In traditional Chinese martial arts and qigong, there are two ways to learn. One is to join a school and learn as a student. This is how most of us get into the arts, and the lessons are enjoyable and productive. The student joins the class to get a chance to learn and feel the arts for herself, learning and training alongside others in a group environment.
The other method is the way of the indoor student. This is when the teacher and student form a close bond and the student takes on a stronger commitment, devoting extra time and energy to the training. In kind the teacher offers a more in-depth instruction, challenging and pushing the student to go to a higher level of practice. The teacher holds back nothing, depending on the students motivation to train hard to absorb what is offered. This path is much more difficult but the rewards can be greater.
We at WTIA have been lucky enough to have teachers who taught openly in the inner door fashion.
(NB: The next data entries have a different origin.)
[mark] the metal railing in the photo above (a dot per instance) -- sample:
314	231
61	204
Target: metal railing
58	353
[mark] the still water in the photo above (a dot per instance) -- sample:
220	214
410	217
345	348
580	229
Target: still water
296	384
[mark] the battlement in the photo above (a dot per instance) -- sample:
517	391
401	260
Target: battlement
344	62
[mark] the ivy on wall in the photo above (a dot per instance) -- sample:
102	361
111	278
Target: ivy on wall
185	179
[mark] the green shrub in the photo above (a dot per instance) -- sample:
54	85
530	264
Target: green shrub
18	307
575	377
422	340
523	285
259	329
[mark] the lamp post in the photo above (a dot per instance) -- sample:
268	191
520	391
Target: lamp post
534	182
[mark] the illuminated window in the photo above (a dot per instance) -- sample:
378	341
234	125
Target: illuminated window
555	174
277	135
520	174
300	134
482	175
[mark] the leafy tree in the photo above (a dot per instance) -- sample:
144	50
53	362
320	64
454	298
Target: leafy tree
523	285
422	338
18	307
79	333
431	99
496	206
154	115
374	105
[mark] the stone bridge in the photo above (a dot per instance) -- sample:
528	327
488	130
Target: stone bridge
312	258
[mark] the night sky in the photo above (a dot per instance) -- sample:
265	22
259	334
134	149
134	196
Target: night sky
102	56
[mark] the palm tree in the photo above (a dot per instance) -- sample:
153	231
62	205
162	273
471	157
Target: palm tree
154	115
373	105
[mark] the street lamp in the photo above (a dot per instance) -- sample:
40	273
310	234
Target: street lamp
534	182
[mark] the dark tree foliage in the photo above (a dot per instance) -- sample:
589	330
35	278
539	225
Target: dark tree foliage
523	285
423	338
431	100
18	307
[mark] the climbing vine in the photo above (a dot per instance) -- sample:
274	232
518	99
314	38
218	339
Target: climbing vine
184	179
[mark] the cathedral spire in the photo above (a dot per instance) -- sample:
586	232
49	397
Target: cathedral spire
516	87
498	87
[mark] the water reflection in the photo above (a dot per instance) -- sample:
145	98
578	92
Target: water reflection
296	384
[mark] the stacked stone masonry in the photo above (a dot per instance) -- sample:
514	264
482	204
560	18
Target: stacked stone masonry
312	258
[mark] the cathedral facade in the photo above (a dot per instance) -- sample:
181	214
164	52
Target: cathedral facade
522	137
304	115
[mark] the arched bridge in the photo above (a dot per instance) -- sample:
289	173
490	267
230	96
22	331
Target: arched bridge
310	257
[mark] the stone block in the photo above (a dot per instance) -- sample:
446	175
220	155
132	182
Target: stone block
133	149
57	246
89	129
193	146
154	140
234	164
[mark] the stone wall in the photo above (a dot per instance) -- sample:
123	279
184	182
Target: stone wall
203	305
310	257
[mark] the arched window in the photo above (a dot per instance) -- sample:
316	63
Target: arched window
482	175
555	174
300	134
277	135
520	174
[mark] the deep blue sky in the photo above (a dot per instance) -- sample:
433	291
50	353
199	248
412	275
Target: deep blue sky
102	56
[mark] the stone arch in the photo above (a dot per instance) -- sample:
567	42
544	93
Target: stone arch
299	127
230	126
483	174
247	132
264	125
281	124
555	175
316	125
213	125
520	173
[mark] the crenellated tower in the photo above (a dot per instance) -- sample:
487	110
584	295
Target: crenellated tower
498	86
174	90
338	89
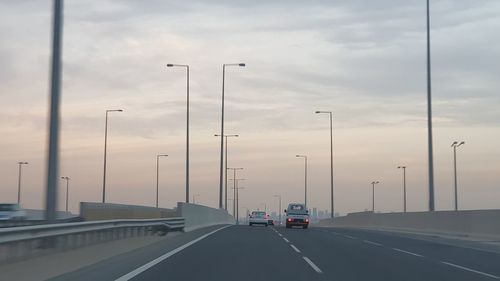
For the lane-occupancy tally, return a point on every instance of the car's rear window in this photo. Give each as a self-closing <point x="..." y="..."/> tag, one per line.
<point x="259" y="214"/>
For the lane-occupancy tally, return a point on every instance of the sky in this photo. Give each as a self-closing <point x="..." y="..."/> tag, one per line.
<point x="363" y="60"/>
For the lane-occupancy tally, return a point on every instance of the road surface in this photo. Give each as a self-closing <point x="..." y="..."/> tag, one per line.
<point x="276" y="253"/>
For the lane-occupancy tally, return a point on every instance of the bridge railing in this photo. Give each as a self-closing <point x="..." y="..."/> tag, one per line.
<point x="28" y="241"/>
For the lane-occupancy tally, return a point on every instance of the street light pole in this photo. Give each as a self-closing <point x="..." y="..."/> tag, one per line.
<point x="19" y="181"/>
<point x="105" y="152"/>
<point x="429" y="114"/>
<point x="234" y="185"/>
<point x="305" y="177"/>
<point x="456" y="144"/>
<point x="67" y="190"/>
<point x="404" y="186"/>
<point x="225" y="172"/>
<point x="222" y="131"/>
<point x="187" y="125"/>
<point x="331" y="161"/>
<point x="158" y="174"/>
<point x="373" y="195"/>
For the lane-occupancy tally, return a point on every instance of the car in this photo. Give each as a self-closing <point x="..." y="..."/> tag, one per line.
<point x="258" y="217"/>
<point x="11" y="211"/>
<point x="297" y="215"/>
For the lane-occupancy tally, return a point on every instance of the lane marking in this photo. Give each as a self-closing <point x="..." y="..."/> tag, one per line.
<point x="471" y="270"/>
<point x="406" y="252"/>
<point x="371" y="242"/>
<point x="156" y="261"/>
<point x="295" y="248"/>
<point x="315" y="267"/>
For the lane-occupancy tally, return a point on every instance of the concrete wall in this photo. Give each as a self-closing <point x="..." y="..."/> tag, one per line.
<point x="198" y="216"/>
<point x="91" y="211"/>
<point x="476" y="223"/>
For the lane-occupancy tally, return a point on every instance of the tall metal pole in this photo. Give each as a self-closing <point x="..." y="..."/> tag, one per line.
<point x="222" y="133"/>
<point x="222" y="138"/>
<point x="455" y="145"/>
<point x="53" y="149"/>
<point x="158" y="175"/>
<point x="429" y="114"/>
<point x="19" y="182"/>
<point x="105" y="151"/>
<point x="404" y="186"/>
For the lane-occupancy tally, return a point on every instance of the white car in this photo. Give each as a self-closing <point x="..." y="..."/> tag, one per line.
<point x="11" y="211"/>
<point x="258" y="217"/>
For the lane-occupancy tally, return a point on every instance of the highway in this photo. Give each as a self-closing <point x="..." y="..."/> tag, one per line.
<point x="276" y="253"/>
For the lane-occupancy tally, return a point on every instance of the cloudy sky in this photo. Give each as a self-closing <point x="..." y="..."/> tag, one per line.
<point x="364" y="60"/>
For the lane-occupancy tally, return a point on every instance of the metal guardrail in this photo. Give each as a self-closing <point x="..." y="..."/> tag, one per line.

Although we are not official disciples of anyone, we’ve done our best to fulfill our teachers’ generosity and openness by training hard and seeking to absorb and embody the skills and principles we’ve learned.
In thankfulness for what has been passed to us, we’ve carried on the tradition here in the San Francisco Bay Area offering classes and seminars giving our students everything that we have to share. In our class everyone receives the inner door teachings, but it’s up to the student to devote their time and energy to bring this to fruition.
We’ve stuck to the traditional ways, but we also want to offer up some of these teachings to our friends who aren’t nearby, and as inspiration to our students here at home. With that in mind we’ve decided to issue a series of blog posts called Inner Door Training that will pass on some of the key points from the Chinese internal martial arts and Taoist qigong that we think can help others.
We hope you enjoy them and please give us your feedback as you experiment and discover these skills.